Every outlet treated those percentages as settled facts. They are estimates, built on an indirect questioning technique the paper itself describes in terms that received almost no coverage.
To estimate cheating rates, researchers used list randomization. Students were randomly assigned to one of two groups. One group answered how many of three non-sensitive statements about AI use applied to them. The other received the same three statements plus a fourth: the sensitive one about submitting AI-generated work as their own. Nobody said which statement was true. Respondents reported only a number. The researchers used that number to infer the population-level cheating rate.

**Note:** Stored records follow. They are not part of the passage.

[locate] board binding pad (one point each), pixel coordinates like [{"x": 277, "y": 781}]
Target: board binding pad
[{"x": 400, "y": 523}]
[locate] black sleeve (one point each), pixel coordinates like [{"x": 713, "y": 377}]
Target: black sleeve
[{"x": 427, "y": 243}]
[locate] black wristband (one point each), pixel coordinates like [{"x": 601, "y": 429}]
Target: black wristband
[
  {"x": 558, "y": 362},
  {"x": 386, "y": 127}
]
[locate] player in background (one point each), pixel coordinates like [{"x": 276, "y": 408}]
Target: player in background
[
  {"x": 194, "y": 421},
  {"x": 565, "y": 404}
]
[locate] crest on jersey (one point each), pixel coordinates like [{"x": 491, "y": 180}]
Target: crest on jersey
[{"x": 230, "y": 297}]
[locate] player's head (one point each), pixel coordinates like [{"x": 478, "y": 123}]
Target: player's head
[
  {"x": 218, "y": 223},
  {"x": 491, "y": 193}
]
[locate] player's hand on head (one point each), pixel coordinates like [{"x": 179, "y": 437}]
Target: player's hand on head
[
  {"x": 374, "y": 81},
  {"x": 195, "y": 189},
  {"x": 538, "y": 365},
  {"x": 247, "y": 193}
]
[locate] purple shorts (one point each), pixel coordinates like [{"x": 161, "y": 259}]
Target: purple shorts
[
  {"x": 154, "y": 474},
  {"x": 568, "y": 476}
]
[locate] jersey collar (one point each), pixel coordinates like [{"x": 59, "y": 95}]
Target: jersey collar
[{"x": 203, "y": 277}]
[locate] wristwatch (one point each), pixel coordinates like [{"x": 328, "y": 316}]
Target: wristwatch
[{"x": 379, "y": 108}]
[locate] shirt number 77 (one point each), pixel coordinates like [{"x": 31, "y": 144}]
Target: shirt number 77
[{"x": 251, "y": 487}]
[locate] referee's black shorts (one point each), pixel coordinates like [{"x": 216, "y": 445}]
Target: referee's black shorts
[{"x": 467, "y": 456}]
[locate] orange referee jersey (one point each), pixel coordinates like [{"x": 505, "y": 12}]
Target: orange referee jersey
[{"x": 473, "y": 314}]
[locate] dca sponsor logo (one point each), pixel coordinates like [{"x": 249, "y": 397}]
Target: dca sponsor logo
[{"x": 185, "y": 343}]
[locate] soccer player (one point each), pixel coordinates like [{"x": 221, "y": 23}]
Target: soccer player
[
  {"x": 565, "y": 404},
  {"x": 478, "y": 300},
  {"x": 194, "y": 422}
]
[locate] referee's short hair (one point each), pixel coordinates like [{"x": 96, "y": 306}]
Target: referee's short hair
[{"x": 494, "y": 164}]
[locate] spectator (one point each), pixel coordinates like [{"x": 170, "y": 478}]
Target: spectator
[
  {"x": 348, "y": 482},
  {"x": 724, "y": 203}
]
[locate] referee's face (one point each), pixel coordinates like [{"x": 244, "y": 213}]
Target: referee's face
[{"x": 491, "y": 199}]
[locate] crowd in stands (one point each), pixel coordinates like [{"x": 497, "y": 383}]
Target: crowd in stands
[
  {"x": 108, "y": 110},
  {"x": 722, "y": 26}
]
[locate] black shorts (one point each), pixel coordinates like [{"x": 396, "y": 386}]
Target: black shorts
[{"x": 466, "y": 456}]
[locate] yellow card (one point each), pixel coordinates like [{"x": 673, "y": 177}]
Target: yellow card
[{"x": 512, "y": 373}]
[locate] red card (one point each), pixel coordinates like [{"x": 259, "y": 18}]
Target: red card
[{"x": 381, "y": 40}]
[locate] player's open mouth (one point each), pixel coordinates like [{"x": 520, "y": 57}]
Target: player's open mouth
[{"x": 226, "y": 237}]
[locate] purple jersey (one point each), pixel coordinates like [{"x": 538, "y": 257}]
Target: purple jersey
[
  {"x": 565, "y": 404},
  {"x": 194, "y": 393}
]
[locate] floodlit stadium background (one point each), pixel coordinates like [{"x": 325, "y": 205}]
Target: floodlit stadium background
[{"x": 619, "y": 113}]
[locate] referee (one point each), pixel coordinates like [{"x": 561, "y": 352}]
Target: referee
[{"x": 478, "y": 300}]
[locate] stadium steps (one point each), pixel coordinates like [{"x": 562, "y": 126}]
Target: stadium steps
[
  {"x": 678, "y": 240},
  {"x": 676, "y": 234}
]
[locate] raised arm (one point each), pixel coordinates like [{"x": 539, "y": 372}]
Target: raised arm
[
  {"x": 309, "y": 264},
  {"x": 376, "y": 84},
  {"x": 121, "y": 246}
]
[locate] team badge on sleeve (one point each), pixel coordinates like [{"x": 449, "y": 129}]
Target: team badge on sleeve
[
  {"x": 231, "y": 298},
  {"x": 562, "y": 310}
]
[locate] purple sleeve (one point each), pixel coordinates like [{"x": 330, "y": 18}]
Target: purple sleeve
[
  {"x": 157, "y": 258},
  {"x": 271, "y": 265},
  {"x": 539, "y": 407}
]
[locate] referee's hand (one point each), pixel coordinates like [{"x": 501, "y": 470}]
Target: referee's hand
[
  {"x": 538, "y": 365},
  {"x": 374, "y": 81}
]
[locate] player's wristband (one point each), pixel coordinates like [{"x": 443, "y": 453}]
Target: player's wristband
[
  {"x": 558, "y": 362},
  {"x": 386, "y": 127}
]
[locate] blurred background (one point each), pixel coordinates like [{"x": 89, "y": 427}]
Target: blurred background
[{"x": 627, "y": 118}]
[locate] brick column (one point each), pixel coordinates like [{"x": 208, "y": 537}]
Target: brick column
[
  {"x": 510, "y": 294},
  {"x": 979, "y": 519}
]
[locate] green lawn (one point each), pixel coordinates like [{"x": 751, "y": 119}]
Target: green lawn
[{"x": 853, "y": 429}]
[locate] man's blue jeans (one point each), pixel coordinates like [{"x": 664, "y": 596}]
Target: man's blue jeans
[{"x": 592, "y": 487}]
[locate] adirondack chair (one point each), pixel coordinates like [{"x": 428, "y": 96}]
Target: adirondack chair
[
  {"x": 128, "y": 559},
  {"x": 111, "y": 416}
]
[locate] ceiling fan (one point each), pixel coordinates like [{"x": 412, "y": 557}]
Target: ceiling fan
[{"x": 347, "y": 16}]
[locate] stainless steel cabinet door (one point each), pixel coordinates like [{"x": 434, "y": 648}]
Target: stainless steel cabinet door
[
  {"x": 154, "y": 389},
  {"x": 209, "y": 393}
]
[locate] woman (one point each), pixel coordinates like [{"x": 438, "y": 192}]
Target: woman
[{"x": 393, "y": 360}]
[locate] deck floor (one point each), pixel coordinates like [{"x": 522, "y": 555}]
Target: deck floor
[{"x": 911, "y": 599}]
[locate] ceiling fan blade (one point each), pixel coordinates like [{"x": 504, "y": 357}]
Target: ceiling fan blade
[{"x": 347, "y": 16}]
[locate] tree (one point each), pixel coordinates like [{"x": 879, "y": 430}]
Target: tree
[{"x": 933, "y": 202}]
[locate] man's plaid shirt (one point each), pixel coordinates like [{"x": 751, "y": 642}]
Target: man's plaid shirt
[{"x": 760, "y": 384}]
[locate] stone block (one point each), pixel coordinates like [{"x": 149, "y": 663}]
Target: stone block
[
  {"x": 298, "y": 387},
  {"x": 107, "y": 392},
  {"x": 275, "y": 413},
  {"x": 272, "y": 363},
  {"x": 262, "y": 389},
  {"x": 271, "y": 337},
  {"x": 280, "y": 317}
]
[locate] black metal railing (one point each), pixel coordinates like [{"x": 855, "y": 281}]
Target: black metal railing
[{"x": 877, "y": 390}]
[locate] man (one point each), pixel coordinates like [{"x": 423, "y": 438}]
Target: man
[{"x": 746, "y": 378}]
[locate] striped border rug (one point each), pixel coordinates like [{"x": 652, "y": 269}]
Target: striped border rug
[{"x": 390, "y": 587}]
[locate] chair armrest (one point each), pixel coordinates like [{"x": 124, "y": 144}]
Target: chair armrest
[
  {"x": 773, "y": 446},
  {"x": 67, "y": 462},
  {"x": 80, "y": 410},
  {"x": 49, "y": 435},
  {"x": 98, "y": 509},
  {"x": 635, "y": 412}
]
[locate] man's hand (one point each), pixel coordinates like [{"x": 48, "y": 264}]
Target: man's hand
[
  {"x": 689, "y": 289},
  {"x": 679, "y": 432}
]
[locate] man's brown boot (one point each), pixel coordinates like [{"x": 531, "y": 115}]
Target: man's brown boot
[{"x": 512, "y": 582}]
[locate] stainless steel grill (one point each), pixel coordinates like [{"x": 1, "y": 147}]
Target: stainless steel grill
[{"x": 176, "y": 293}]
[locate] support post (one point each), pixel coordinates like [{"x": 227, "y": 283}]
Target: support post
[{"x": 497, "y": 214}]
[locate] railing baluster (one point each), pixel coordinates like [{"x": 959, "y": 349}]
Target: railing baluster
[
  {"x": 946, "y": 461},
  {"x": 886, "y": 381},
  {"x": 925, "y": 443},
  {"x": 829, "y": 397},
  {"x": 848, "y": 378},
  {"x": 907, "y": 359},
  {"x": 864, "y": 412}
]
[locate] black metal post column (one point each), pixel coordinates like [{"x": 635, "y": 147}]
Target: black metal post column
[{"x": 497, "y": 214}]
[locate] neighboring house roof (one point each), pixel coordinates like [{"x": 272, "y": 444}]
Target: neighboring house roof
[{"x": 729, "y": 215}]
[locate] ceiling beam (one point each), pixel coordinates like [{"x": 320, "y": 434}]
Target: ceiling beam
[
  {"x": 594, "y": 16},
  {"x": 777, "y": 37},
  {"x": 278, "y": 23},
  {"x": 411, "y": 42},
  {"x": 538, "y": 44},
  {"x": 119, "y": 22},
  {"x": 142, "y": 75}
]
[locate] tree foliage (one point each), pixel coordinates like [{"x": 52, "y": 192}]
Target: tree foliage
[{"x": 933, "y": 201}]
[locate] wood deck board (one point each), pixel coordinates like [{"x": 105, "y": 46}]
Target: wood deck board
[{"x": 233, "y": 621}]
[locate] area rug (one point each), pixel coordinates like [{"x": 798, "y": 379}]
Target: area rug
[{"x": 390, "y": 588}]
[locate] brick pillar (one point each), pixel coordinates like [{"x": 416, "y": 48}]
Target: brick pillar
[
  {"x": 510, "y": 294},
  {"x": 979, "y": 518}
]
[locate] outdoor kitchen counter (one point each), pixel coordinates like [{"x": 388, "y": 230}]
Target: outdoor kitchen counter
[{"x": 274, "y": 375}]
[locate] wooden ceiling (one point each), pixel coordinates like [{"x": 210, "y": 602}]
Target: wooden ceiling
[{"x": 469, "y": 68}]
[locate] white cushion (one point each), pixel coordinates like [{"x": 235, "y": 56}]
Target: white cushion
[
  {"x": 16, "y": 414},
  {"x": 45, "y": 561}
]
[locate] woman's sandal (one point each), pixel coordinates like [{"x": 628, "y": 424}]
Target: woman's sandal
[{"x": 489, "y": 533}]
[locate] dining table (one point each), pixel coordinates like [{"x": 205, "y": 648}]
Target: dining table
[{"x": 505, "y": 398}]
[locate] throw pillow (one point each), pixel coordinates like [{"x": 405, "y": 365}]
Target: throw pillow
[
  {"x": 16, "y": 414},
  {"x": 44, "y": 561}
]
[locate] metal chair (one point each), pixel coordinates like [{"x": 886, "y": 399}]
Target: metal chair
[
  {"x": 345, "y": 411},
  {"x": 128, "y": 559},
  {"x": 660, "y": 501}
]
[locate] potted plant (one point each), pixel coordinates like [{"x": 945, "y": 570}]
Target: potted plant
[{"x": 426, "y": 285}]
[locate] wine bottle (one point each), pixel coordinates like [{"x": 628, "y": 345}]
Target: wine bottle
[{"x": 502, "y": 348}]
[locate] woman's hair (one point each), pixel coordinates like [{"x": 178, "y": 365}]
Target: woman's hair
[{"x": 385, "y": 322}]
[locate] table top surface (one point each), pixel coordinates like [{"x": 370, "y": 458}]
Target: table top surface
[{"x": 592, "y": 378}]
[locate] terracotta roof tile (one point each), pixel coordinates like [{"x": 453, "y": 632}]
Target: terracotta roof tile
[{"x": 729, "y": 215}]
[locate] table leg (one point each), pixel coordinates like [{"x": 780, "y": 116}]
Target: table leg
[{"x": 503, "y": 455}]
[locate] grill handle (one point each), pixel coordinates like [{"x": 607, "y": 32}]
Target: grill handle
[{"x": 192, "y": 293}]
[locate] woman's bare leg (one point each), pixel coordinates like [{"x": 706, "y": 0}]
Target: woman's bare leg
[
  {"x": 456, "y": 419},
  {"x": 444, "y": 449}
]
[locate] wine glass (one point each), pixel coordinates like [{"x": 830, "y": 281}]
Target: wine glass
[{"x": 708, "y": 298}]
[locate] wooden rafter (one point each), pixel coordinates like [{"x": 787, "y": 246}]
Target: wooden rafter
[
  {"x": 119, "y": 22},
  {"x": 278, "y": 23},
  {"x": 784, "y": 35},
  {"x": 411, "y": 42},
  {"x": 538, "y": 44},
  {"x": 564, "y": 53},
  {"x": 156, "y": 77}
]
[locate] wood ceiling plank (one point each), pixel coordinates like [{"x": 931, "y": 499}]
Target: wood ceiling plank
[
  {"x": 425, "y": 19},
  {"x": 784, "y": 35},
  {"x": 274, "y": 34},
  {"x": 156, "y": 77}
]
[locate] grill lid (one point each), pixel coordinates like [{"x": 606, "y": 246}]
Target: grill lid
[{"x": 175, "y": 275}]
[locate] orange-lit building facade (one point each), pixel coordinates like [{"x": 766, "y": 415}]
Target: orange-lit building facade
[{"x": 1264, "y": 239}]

This is not a minor technical distinction. List randomization produces a population estimate. It cannot identify which individual student cheated, cannot be compared against a student's specific assignment, and cannot tell a dean or a professor that a particular piece of work was AI-generated. It tells you roughly how many people in the group did it, on average — under conditions that may not reflect how students actually behave when stakes are real and visible. The paper's authors note the 9 percent estimate is likely conservative because some students may not recognize their GenAI use as a violation. The estimate is also two years old. GenAI tools have grown significantly more capable since March 2024.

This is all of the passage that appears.